Sometimes you have to get your hands dirty - cabling
Updated: Oct 24, 2021
I think there is a balance between doing it yourself and calling the professionals. If it’s a straight forward manageable task and you have the correct tools and knowledge, why not.
For example, I wouldn’t climb an 80 foot tower, pull and terminate 120 pairs of Ethernet cabling or try to terminate fibre connectors.
While working onsite I was asked “Why bother?“ or “We’ll get someone else to do that”. Some people feel that some network tasks are too menial or beneath them. I’ve had some network technicians ask why I would bother doing ‘that kind of work’ when you have had various certifications.

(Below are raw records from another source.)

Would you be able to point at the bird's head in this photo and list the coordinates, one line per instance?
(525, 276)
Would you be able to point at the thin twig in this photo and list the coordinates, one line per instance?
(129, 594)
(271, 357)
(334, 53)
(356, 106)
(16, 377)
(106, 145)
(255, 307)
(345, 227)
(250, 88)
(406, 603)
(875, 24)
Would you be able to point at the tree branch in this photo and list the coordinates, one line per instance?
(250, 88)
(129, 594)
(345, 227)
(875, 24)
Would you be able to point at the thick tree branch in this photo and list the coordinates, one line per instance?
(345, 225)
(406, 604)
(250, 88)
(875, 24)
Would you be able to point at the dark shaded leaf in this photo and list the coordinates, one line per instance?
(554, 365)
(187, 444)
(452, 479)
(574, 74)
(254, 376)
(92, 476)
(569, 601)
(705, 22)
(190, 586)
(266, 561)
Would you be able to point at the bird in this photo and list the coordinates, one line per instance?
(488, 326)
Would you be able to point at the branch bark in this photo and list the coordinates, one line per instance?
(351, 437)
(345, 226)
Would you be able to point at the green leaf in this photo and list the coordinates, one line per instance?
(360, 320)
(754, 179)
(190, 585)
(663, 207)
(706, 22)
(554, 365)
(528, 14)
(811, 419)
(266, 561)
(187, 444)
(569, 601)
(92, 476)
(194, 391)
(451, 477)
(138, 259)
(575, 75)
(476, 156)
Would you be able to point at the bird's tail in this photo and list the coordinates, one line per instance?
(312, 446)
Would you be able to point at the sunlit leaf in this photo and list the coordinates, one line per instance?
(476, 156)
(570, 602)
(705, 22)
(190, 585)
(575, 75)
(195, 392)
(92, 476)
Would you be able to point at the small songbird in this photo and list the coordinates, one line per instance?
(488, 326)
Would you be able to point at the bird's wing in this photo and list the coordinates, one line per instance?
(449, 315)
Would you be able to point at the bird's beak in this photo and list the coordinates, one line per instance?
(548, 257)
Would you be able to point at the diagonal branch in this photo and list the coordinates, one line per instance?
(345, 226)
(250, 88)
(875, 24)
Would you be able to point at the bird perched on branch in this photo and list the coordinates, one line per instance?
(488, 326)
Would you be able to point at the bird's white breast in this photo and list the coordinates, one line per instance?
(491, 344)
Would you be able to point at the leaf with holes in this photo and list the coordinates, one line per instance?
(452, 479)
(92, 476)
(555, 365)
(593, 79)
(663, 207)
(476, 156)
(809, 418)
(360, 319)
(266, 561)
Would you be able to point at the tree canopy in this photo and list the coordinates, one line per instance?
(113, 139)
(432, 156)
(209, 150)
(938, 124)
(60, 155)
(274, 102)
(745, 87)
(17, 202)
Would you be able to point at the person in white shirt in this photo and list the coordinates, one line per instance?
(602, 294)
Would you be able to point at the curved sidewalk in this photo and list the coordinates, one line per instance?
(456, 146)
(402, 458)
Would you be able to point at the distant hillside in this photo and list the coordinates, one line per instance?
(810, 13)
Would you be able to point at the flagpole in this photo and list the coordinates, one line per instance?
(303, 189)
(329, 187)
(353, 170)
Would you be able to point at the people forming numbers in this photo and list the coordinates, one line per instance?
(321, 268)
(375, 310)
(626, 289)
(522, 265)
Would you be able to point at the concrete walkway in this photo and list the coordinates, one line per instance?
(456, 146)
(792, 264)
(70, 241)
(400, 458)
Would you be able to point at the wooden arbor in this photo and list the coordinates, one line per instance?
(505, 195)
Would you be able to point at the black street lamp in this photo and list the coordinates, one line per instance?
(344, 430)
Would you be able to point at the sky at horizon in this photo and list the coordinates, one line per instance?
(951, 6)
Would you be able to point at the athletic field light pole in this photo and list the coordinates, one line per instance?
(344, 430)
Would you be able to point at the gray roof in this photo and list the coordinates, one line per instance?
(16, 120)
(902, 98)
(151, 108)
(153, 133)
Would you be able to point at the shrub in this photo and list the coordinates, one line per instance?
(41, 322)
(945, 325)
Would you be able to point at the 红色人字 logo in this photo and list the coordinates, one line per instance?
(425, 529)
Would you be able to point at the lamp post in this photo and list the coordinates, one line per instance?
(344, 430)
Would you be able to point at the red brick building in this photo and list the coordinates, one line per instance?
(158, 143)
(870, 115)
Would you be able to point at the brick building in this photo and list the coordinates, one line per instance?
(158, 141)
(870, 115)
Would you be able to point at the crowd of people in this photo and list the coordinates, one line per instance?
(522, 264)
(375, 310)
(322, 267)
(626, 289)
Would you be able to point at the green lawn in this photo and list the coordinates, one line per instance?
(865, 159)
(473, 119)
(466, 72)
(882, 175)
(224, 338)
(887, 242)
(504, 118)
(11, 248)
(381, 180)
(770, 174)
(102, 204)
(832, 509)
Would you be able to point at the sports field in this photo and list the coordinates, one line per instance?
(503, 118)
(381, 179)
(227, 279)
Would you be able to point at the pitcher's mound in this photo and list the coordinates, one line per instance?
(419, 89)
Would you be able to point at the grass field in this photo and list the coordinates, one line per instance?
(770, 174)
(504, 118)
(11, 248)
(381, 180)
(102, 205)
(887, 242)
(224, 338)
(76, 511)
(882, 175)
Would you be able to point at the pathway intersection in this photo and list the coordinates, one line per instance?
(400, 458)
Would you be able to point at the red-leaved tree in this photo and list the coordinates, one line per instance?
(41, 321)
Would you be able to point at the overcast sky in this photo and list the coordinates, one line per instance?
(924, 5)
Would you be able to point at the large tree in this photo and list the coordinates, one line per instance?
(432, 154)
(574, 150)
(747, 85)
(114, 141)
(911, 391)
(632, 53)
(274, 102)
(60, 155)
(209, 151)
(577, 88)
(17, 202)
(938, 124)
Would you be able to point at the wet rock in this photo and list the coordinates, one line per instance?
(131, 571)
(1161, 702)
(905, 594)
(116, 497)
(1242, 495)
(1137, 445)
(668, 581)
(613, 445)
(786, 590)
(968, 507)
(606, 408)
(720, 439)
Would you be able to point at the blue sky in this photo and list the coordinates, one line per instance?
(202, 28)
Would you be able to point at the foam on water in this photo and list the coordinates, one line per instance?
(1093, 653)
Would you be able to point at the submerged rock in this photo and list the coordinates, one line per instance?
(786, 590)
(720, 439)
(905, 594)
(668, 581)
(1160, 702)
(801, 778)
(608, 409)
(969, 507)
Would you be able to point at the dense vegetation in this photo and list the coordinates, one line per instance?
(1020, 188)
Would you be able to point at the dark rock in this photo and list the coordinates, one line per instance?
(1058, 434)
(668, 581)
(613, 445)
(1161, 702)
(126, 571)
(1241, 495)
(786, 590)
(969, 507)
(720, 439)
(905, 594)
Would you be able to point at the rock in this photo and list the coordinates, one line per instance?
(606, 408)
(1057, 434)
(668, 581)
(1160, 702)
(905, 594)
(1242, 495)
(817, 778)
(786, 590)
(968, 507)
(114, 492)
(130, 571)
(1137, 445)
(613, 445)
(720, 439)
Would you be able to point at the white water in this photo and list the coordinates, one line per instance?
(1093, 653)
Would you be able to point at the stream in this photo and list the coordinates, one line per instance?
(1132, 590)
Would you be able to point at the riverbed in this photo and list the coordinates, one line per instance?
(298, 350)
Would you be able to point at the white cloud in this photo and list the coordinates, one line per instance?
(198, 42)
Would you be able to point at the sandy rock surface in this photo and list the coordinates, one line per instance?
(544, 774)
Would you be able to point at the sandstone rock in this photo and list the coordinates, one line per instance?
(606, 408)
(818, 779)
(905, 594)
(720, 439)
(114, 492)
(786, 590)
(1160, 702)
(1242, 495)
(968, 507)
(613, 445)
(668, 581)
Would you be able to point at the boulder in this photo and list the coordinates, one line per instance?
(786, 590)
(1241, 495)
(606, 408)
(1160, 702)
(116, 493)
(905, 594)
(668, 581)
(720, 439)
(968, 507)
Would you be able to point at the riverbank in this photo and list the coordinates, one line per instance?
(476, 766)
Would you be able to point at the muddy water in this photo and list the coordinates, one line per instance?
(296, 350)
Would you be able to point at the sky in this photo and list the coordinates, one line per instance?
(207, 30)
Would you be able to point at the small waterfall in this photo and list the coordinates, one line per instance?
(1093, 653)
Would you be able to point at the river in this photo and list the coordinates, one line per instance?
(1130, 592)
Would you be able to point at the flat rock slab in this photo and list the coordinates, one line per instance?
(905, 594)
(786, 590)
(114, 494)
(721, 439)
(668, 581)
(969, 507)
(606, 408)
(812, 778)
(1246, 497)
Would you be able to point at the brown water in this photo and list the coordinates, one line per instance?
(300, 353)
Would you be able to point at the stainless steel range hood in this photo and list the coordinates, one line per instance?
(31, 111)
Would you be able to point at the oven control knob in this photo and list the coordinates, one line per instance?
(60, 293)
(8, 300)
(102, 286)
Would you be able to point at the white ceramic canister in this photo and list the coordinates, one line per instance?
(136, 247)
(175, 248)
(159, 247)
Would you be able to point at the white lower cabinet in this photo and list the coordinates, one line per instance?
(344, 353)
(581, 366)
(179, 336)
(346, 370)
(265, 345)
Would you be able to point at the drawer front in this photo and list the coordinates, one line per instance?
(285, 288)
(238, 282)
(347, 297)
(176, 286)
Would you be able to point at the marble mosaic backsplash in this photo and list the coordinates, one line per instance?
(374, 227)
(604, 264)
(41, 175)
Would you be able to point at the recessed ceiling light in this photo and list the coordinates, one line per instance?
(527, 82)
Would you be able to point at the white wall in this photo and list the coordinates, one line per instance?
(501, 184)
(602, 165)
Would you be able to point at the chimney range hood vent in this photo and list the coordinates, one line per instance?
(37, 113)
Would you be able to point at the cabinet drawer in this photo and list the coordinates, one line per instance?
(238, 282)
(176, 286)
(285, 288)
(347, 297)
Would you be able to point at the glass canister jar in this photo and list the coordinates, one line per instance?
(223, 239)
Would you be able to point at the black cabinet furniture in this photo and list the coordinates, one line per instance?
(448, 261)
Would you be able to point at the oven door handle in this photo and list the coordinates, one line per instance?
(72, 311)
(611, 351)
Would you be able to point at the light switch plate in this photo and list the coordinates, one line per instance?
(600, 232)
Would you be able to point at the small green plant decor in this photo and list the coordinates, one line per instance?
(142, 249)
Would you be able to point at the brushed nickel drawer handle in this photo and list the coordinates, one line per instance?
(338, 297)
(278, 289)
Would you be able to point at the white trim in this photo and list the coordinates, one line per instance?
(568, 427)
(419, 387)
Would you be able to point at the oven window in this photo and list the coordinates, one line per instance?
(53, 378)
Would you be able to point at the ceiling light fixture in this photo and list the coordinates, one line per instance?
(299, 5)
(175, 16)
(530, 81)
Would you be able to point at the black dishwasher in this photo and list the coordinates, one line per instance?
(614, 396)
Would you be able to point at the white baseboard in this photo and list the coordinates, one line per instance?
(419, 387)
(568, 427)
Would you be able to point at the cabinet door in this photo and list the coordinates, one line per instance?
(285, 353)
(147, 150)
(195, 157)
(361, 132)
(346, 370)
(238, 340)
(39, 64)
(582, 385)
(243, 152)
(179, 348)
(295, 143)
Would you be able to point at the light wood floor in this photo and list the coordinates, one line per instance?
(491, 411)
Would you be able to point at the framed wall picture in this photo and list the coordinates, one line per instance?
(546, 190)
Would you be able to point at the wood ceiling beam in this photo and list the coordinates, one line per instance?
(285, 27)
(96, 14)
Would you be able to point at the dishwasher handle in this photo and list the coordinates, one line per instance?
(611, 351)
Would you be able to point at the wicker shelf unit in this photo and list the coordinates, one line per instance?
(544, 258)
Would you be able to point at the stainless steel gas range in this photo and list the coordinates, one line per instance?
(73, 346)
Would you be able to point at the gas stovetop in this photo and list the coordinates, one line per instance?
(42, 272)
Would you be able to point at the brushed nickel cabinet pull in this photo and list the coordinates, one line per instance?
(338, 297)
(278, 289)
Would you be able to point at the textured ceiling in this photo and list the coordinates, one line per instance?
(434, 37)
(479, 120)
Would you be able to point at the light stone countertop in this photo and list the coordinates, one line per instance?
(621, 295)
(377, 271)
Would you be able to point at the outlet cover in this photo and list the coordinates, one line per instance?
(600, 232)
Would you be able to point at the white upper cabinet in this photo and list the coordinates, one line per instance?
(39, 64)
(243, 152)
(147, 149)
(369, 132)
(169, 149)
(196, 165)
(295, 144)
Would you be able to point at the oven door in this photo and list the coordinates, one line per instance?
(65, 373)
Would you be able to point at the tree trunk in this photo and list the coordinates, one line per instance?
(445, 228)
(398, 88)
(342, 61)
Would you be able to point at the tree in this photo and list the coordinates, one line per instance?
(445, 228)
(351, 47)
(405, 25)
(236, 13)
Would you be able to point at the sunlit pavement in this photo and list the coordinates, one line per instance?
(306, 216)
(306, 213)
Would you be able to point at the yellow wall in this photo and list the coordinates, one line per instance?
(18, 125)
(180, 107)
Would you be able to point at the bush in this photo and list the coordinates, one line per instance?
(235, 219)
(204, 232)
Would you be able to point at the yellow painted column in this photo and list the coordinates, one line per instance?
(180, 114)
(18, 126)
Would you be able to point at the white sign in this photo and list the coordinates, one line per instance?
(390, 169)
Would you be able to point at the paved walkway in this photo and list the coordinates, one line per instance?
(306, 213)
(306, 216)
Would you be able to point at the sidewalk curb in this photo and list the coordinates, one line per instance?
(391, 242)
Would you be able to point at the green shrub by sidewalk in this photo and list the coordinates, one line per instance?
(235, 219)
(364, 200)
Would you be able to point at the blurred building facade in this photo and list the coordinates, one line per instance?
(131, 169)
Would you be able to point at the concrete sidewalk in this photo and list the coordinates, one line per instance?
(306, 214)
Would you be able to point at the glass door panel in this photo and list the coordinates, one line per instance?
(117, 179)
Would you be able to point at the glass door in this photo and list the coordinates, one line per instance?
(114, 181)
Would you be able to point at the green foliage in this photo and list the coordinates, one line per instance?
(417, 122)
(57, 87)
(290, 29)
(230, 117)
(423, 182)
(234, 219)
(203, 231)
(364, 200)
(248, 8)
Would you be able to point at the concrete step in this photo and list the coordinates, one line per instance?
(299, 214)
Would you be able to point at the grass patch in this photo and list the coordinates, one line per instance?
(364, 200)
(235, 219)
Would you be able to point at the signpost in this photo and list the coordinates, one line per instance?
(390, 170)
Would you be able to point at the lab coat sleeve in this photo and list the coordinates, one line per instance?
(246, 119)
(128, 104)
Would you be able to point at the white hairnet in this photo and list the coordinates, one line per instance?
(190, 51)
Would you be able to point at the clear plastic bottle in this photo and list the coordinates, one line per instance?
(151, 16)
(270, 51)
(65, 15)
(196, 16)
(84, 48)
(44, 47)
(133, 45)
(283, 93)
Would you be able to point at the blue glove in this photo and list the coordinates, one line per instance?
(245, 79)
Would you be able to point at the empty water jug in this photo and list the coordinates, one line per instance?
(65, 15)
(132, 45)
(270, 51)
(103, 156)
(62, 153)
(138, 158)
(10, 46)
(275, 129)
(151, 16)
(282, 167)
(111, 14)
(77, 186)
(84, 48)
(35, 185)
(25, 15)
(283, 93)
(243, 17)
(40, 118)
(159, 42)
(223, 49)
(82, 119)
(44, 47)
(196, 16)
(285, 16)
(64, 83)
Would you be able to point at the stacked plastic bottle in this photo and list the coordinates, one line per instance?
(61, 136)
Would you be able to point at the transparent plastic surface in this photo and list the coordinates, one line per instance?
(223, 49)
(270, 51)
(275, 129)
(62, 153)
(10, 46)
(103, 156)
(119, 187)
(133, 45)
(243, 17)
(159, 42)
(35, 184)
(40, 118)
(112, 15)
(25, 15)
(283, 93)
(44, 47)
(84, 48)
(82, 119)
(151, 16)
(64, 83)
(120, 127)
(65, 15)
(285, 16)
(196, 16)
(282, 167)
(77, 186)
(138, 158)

There are many answers; I like the variety, I enjoy keeping my skills sharp, and the job gets done quicker. I find I can add more value to a design or install since I have physically done the work as opposed to just reading the materials. The bonus is that when I watch people do incorrect installations, I have more things to look for when troubleshooting problems.
Here’s a simple example: we had to pull and terminate 3 Ethernet cables as part of an install. The technician said “let’s just call the cabling company to do it”. I asked how long that would take and he responded 2 to 3 days. I reminded him that I was only there for the day and added that it would not take us long to pull three cables 20 feet and terminate them ourselves. The cables were a straight run in the cabling trays above our heads.
Just a quick disclaimer; if you have no experience terminating cables, do not practice or learn on your production environment. Fortunately I have been terminating Ethernet cables for over 20 years, so this is a fairly simple process. I went to my vehicle and got a spool of cable, some RJ 45 connectors as well as my crimper. Fortunately, I had assumed that I might need to do this type of work and had prepared myself with the proper supplies and my vehicle.
Flashback; I will never forget working with network consultants at a new build and I was the only one with tools, a hard hat and my government safety certificates, even though everyone was told this is a construction area. The other consultants were limited when, and where they could work where I had the run of the place.